Alman yazar Goethe de, belki de işte bu nedenle:

"Hayat dardır, doğru, ama umut da geniş!" demiş.

Türk şair ve yazar Cenap Şahabettin de şöyle der 'umut' hakkında:

"En geveze kuş umuttur. Kalbimizde hiç susmaz."

Umut etmek en güzel kahvaltı, ama kötü bir akşam yemeğidir" demiş, ünlü İngiliz devlet adamı ve filozof Francis Bacon.

Umut bazıları için geleceğe bakmak, bazıları için belirsizliğe karşı direniş, bazıları için de bir hayal uğruna mücadele edebilme gücüdür.

Nasıl hayal edebildiğimiz sürece yaşayabiliyorsak, umut edebildiğimiz sürece hayal edebiliriz. Hayal etmenin yakıtı gibi bir şey, umut. Mücadele ederken ya da sabredip beklerken hep güç veren ve iyi hissettiren duygu.

İnsan karşılaştığı veya karşılaşacağı bütün zorluklarla mücadele etmeyi becerebildiği zaman, metanetle katlanabildiği zaman, her şeyin üstesinden gelebiliyor.

Velhasıl ne olursa olsun,

Umudumuzu yitirmeyeceğiz, bazen içimizi saran kara kışlarda yeşeren ilkbahar gibi bizi kucaklayan umudumuzu, inancımızı, hiç yitirmeyeceğiz.

Deneyeceğiz!

Deneyeceğiz!

Bi daha deneyeceğiz!

Birkaç gün evvel bir dostumla bir mekanda otururken konsept gereği siparişle birlikte  masaya bırakılan 5x5 cm bir saman kağıdı üzerinde şu mısralar yazıyordu.

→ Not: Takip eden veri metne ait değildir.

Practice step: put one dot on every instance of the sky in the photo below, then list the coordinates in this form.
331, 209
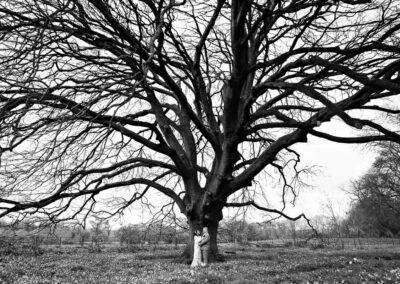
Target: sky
337, 165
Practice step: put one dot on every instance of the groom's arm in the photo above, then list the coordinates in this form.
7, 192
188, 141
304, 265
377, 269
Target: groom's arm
205, 239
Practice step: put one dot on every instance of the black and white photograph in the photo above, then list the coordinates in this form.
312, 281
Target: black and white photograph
193, 141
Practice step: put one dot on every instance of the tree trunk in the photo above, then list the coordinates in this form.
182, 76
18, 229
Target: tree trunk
213, 232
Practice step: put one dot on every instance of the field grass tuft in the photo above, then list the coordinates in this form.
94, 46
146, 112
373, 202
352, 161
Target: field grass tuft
252, 265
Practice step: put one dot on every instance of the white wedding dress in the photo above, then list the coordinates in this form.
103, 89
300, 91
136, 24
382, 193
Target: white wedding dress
196, 253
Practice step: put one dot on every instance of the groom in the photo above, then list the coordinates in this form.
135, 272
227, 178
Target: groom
204, 246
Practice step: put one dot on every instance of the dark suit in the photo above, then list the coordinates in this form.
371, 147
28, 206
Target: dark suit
205, 242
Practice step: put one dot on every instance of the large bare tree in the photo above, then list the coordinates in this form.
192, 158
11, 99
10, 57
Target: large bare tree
193, 99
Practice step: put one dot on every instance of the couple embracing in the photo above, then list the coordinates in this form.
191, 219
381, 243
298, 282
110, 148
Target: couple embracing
201, 248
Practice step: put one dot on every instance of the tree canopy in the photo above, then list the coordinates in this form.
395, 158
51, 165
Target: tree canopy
376, 207
194, 99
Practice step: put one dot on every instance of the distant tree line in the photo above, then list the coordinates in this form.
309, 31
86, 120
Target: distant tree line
376, 207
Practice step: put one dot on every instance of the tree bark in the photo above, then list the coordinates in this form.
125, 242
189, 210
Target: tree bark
213, 232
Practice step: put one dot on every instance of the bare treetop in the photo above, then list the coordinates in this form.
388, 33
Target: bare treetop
191, 98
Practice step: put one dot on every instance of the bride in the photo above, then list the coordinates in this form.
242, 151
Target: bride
196, 253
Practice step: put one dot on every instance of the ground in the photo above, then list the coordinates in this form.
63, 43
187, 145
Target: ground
250, 264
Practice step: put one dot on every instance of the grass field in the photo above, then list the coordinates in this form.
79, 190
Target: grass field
248, 265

Bir gün anlarsın aslında her şeyin boş olduğunu.

Şerefin, faziletin, iyiliğin, güzelliğin,

Gün gelir de sesini bir kerecik duyabilmek için,

Vurursun başını soğuk taş duvarlara.

Büyür gitgide incinmişliğin, kırılmışlığın.

Duyarsın,

Ta derinden acısını, çaresiz kalmışlığın,

Bir gün anlarsın hayal kurmayı

Beklemeyi

Umut etmeyi!

Sevmek neymiş bir gün anlarsın…

Aslında Sevmek;

Biraz da umut etmek, hayal kurmaktır…

Bütün rağmenlerle başa çıkabilme iradesidir.

Nihayetinde doğan her çocuk bir umuttur. Varoluşun tomurcuklandığı andır. Bozgunda düş görmek, karanlıkta kıvılcıma sarılmaktır. Beklenmedik misafire açılan kapının adıdır bazen.

Oysa insan bütün yenilgileri tanır, yorgunlukları, düşüşleri ve dahi yılgınlıkları…

Umut bunlardan bağımsız değildir.

Umut o kapıdır… Ardı kıyamettir belki…

İnsan yaşanmışlardan edindiği tecrübe ve sabırla o kapının önünde bekler.

Ve kırıldığı yerden başlar hayat.

Umut inançtır, en güçlü ihtimaldir.

En olmayacak ihtimale dahi sımsıkı sarılmaktır.

İnsanın yol alabilmesi için yelkenine aldığı rüzgardır umut.

Hayatın yakıtıdır, yola devam etmektir.

“Ve aslında Umut, İnsanın kendisidir.”